Don’t get me wrong; Cash had a career well before the ‘80s, and her career actually outlived her, with her final movie being released—on TV—a year after her death on Halloween of 1995. Her first movie was Klute and her second was The Omega Man. Before that, she was on the stage—she was Goneril to James Earl Jones as Lear, for example. She’s definitely one of those people who deserves to be known far, far better than she was. On the other hand, when you spot a pattern, you call out the pattern.
Actually, I’ve seen the Lear. Not in a long time, and I don’t remember it terribly well, but you have the chance to watch King Lear with James Earl Jones and Raul Julia, you take it. It’s an amazing production, and the thing about productions like that is they do not work if one person is amazing, or even two, and the rest of them are substandard. At that point, what you’re left with is wishing the amazing person were somewhere else. So when I tell you that I remember the entire production’s holding up, that means Cash was holding her own.
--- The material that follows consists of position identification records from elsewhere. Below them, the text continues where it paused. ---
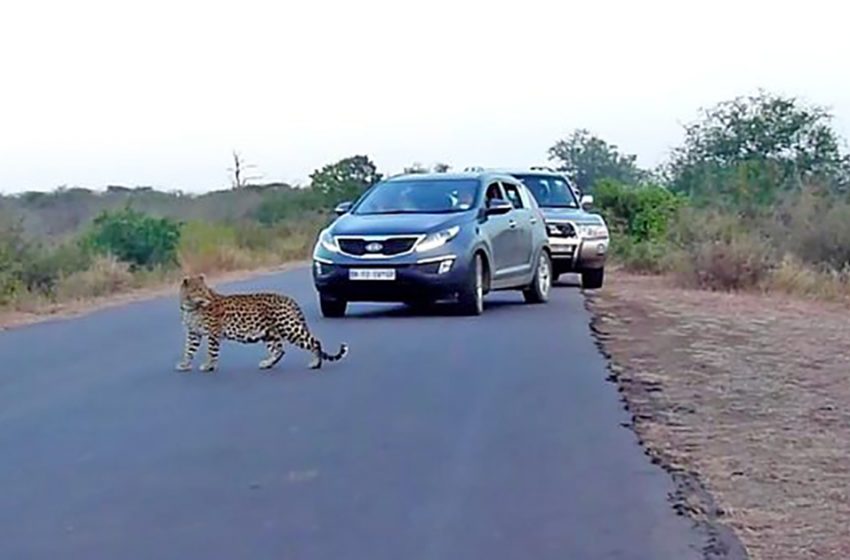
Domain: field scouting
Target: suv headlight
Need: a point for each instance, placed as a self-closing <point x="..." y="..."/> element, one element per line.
<point x="435" y="240"/>
<point x="592" y="231"/>
<point x="327" y="241"/>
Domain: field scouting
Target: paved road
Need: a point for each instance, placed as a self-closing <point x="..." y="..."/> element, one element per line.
<point x="438" y="438"/>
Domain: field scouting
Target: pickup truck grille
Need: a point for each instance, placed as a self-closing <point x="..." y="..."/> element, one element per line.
<point x="564" y="229"/>
<point x="389" y="247"/>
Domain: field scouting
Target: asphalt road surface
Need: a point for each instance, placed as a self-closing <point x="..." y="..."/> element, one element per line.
<point x="437" y="438"/>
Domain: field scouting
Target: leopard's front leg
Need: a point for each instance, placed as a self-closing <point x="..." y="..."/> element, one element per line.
<point x="190" y="346"/>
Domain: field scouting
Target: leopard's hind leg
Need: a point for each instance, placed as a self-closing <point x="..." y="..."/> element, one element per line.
<point x="302" y="338"/>
<point x="213" y="349"/>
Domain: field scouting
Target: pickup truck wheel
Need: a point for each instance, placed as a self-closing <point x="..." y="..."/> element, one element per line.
<point x="471" y="298"/>
<point x="593" y="278"/>
<point x="332" y="307"/>
<point x="538" y="291"/>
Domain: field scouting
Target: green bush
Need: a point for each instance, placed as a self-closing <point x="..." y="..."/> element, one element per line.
<point x="135" y="238"/>
<point x="641" y="213"/>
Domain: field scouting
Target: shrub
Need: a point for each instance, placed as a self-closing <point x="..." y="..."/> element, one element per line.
<point x="106" y="275"/>
<point x="815" y="227"/>
<point x="135" y="238"/>
<point x="642" y="213"/>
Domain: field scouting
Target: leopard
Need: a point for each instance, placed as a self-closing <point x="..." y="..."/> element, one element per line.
<point x="247" y="318"/>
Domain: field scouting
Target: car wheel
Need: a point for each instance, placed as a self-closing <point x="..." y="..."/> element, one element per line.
<point x="471" y="298"/>
<point x="538" y="291"/>
<point x="332" y="307"/>
<point x="592" y="279"/>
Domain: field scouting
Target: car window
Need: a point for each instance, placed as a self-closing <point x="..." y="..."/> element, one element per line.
<point x="527" y="198"/>
<point x="550" y="190"/>
<point x="421" y="196"/>
<point x="494" y="192"/>
<point x="512" y="192"/>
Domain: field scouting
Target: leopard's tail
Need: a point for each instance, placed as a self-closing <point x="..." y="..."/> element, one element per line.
<point x="343" y="351"/>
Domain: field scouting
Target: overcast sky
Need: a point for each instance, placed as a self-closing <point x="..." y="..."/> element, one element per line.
<point x="158" y="92"/>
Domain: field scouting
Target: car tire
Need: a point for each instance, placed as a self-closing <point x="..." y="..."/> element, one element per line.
<point x="593" y="278"/>
<point x="332" y="307"/>
<point x="471" y="298"/>
<point x="541" y="284"/>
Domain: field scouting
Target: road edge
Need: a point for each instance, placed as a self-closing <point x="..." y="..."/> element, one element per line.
<point x="690" y="497"/>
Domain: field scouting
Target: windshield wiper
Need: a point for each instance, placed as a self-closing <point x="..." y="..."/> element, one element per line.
<point x="384" y="212"/>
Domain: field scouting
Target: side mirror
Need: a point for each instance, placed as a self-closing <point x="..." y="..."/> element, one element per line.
<point x="342" y="208"/>
<point x="498" y="206"/>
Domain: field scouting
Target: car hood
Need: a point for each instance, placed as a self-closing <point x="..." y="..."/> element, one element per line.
<point x="573" y="214"/>
<point x="394" y="224"/>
Much of her career included art aimed specifically at black audiences. A Moms Mabley movie here; a comedy starring Bill Cosby and Sidney Poitier there. She was a member of the Negro Ensemble Company, a theatrical company founded in 1968 to combat the overwhelmingly white nature of theatre. You also don’t have to know a lot about TV aimed at black audiences, or making white audiences accept black performers, to recognize that she did that, too. She did both The Cosby Show and A Different World, and that’s just for starters.
Possibly the weirdest byway of her career, however, is a little-known moment in Sesame Street history. For a while, Roosevelt Franklin was a Muppet who was intended to represent a black child. He lasted for five years; there was initially a problem with how white the Muppets were perceived as being. However, there was a problem with how stereotypical Roosevelt Franklin appeared, and there was a concern that it was teaching white children that black people were Just Like That. It was an issue. However, in those few short years, an album was released. It was initially called The Year of Roosevelt Franklin, Gordon’s Friend From Sesame Street, and then the much better title My Name Is Roosevelt Franklin. While on the show, his mother was voiced by Loretta Long, she was Rosalind Cash on the album.